Let’s say we have users and addresses. In RDBMs world we would have many to many relationship.
+-----------+ +---------+ +-------------+ | User | | Address | | UserAddress | +-----------+ +---------+ +-------------+ | Id | | Id | | UserId | | FirstName | | Street | | AddressId | | LastName | | City | | | | Email | | Country | | | +-----------+ +---------+ +-------------+
I understand that in NoSQL we trying to avoid joins and what happens instead is that we embed the address inside user document
[ { "id": 1, "firstName": "John", "lastName": "Smith", "email": "johnsmith@example.com", "addresses": [ { "street": "Harley Street", "city": "London", "country": "United Kingdom" } ] }, { "id": 2, "firstName": "Anna", "lastName": "Smith", "email": "annasmith@example.com", "addresses": [ { "street": "Harley Street", "city": "London", "country": "United Kingdom" } ] } ]
So what happened now compared to RDBMS:
PROS:
- Performance (No joins required)
CONS:
- Duplicate data
- Update is slower (Need to update multiple records if address change)
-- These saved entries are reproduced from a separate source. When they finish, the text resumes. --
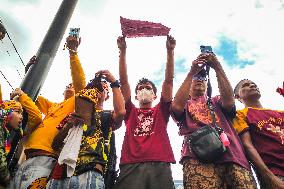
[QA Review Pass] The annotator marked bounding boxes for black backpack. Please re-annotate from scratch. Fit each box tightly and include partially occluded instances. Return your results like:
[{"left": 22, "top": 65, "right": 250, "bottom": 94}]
[{"left": 101, "top": 110, "right": 118, "bottom": 189}]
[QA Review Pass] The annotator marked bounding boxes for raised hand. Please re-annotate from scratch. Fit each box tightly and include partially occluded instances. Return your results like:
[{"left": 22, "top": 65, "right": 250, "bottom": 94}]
[
  {"left": 166, "top": 35, "right": 176, "bottom": 50},
  {"left": 190, "top": 56, "right": 207, "bottom": 76},
  {"left": 65, "top": 36, "right": 81, "bottom": 53},
  {"left": 276, "top": 81, "right": 284, "bottom": 97},
  {"left": 198, "top": 53, "right": 221, "bottom": 70},
  {"left": 25, "top": 55, "right": 37, "bottom": 73},
  {"left": 10, "top": 88, "right": 25, "bottom": 100},
  {"left": 117, "top": 36, "right": 126, "bottom": 50},
  {"left": 96, "top": 70, "right": 116, "bottom": 83}
]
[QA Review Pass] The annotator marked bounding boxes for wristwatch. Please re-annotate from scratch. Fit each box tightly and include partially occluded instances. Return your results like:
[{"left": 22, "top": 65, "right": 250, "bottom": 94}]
[{"left": 110, "top": 80, "right": 120, "bottom": 88}]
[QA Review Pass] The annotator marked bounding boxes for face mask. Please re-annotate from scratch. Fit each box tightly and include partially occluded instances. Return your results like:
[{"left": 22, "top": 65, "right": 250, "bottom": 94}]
[{"left": 136, "top": 88, "right": 155, "bottom": 103}]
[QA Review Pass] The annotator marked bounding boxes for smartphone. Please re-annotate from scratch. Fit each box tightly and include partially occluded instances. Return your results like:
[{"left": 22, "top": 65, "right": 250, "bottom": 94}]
[
  {"left": 69, "top": 28, "right": 80, "bottom": 39},
  {"left": 200, "top": 45, "right": 212, "bottom": 53}
]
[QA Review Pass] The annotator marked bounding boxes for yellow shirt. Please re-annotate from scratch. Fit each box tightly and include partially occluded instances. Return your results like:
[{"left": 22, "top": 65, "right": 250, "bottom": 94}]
[
  {"left": 233, "top": 107, "right": 249, "bottom": 134},
  {"left": 18, "top": 94, "right": 42, "bottom": 134},
  {"left": 25, "top": 54, "right": 86, "bottom": 155},
  {"left": 25, "top": 96, "right": 75, "bottom": 154}
]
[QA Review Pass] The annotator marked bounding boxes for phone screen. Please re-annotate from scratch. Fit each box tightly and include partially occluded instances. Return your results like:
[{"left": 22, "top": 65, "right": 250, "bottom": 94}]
[
  {"left": 69, "top": 28, "right": 80, "bottom": 38},
  {"left": 200, "top": 45, "right": 212, "bottom": 53}
]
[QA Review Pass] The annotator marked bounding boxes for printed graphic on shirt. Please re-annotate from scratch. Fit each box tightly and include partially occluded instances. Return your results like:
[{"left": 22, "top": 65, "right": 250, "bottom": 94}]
[
  {"left": 188, "top": 101, "right": 220, "bottom": 125},
  {"left": 134, "top": 109, "right": 154, "bottom": 136},
  {"left": 266, "top": 124, "right": 284, "bottom": 145},
  {"left": 254, "top": 115, "right": 284, "bottom": 145}
]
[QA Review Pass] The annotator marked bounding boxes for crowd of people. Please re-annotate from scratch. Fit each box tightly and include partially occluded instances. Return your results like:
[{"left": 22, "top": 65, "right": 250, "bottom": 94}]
[{"left": 0, "top": 34, "right": 283, "bottom": 189}]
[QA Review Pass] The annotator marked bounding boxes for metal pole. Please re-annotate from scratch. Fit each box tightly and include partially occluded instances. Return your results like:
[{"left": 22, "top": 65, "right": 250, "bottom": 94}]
[{"left": 20, "top": 0, "right": 79, "bottom": 100}]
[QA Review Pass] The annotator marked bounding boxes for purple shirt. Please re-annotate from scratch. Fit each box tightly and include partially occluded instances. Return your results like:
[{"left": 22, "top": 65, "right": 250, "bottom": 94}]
[{"left": 172, "top": 96, "right": 250, "bottom": 170}]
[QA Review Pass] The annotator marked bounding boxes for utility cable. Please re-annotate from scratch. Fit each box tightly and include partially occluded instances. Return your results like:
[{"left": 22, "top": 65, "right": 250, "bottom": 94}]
[{"left": 0, "top": 70, "right": 15, "bottom": 90}]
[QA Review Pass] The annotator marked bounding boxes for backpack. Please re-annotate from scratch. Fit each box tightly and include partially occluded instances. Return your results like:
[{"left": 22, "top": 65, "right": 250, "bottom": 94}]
[{"left": 100, "top": 110, "right": 117, "bottom": 189}]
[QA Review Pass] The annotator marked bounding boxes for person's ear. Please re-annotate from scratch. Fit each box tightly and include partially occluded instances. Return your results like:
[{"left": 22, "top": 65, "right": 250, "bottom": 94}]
[
  {"left": 135, "top": 95, "right": 138, "bottom": 100},
  {"left": 153, "top": 95, "right": 157, "bottom": 100},
  {"left": 235, "top": 94, "right": 243, "bottom": 103}
]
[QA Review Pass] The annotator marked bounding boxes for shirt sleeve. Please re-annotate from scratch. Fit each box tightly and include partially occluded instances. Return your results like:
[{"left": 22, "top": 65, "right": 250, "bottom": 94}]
[
  {"left": 124, "top": 98, "right": 134, "bottom": 121},
  {"left": 232, "top": 108, "right": 249, "bottom": 135},
  {"left": 0, "top": 130, "right": 9, "bottom": 182},
  {"left": 214, "top": 95, "right": 236, "bottom": 120},
  {"left": 159, "top": 99, "right": 171, "bottom": 123},
  {"left": 35, "top": 96, "right": 54, "bottom": 115},
  {"left": 19, "top": 94, "right": 42, "bottom": 134},
  {"left": 70, "top": 54, "right": 86, "bottom": 93},
  {"left": 170, "top": 102, "right": 186, "bottom": 124}
]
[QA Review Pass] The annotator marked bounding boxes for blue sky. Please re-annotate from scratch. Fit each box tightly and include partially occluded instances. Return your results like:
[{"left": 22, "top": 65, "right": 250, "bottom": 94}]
[{"left": 215, "top": 36, "right": 255, "bottom": 68}]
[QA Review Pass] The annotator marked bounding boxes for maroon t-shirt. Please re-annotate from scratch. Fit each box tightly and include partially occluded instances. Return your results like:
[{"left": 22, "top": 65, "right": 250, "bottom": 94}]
[
  {"left": 172, "top": 96, "right": 250, "bottom": 170},
  {"left": 245, "top": 108, "right": 284, "bottom": 176},
  {"left": 120, "top": 99, "right": 175, "bottom": 165}
]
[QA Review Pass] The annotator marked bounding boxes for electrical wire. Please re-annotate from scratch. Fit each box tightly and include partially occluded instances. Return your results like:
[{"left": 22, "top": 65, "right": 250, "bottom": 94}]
[
  {"left": 0, "top": 70, "right": 14, "bottom": 90},
  {"left": 0, "top": 19, "right": 25, "bottom": 67},
  {"left": 0, "top": 39, "right": 11, "bottom": 56}
]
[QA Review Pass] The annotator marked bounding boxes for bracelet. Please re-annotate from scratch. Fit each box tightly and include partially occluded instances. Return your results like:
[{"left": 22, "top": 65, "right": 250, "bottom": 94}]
[
  {"left": 64, "top": 43, "right": 78, "bottom": 53},
  {"left": 110, "top": 80, "right": 120, "bottom": 88}
]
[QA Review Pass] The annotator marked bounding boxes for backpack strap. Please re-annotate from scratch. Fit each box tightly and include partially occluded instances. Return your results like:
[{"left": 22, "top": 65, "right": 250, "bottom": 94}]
[
  {"left": 100, "top": 110, "right": 118, "bottom": 189},
  {"left": 100, "top": 110, "right": 113, "bottom": 156}
]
- No address indexing (To get all the addresses we need to get all the users and then get the distinct addresses)
If I understood correctly (please correct me if I’m wrong) this is the explanations/solutions for the cons points.
- It’s okay to have duplicate data, this is the trade off for not having joins.
- You usually embed only the fields that do not change frequently (exactly like address), so it doesn’t really matter
- Instead of embedding we can use reference, so
addresses
changing from array of objects to array of integers (we using integers in our example).
I didn’t like any of the above solutions, what I really liked is mixing them all together, I think I saw someone doing that, not sure if it that approach have any name.
So first we have a separate collection for addresses
[ { "id": 1, "street": "Harley Street", "city": "London", "country": "United Kingdom" } ]
And separate collection for users
[ { "id": 1, "firstName": "John", "lastName": "Smith", "email": "johnsmith@example.com", "addresses": [ { "id": 1, "street": "Harley Street", "city": "London" } ] }, { "id": 2, "firstName": "Anna", "lastName": "Smith", "email": "annasmith@example.com", "addresses": [ { "id": 1, "street": "Harley Street", "city": "London" } ] } ]
Instead of having the whole address object we have only the id and the part that we need to show. This approach solves the cons #1 and #3 and improves #2.
Am I on the right path? Is there any better approach for above example? Any other helpful hints to understand better the NoSQL world?